Les effacements de consommation électrique désignent des baisses ponctuelles de consommation, volontairement déclenchées à la suite d’une sollicitation d’un fournisseur d’électricité ou d’un opérateur tiers. Ces effacements contribuent à l’équilibrage indispensable de l’offre et de la demande sur les réseaux électriques.
Le développement des effacements a donné lieu à la fixation d’objectifs chiffrés par les pouvoirs publics. Il a fait l’objet d’un soutien financier de l’Etat. La Cour des Comptes a examiné les modalités et les résultats de ces aides, au moment où s’accroissent les enjeux de flexibilité au sens large du système électrique.
La Cour relève que jusqu’au début des années 2000, des capacités d’effacements de consommation implicites ont été présentes de façon significative grâce aux tarifs réglementés de vente par les fournisseurs. Ces capacités ont quasiment disparu entre 2000 et 2016, notamment avec l’ouverture à la concurrence du marché de l’électricité.
A partir de 2013, les pouvoirs publics ont mis en place un cadre juridique et opérationnel pour favoriser les effacements explicites, directement valorisables sur les marchés de l’électricité. Depuis 2018, cette stratégie s’est accompagnée d’un soutien financier public dont le coût budgétaire a atteint près de 430 M€ entre 2018 et 2025. La Cour des Comptes juge ce soutien inapproprié. En effet, il a pu engendrer des rémunérations excessives et insuffisamment contrôlées, alors que son effet sur le développement de nouvelles capacités d’effacement ne peut être précisément attesté.
Conformément aux évolutions du droit européen, la France réoriente désormais sa politique vers le développement de moyens de flexibilité décarbonés (effacements, stockage, production flexible, interconnexions).

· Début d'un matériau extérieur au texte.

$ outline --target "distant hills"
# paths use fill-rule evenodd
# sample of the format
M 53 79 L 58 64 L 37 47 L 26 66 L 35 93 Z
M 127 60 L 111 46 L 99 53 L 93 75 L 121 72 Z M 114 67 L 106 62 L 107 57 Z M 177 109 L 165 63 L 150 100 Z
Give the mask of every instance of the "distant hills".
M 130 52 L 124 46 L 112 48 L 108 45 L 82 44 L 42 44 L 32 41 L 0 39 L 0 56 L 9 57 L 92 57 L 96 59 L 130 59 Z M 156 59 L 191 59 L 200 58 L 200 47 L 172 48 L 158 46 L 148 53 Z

La fin annoncée des appels d’offres spécifiques devrait mettre un terme à la génération automatique de nouvelles dépenses budgétaires, sans éteindre les soutiens déjà engagés, qui courront jusqu’en 2033. La Cour recommande de privilégier les mécanismes de marché et de ne recourir à de nouveaux appels d’offres spécifiques qu’en cas d’insuffisance démontrée des mécanismes de marché. Si de tels appels d’offres, ouverts aux différentes formes de flexibilité décarbonée, devaient néanmoins être mis en place, leur cadre devrait garantir leur efficience et leur efficacité, notamment en prévenant toute rémunération excessive des capitaux engagés par les lauréats.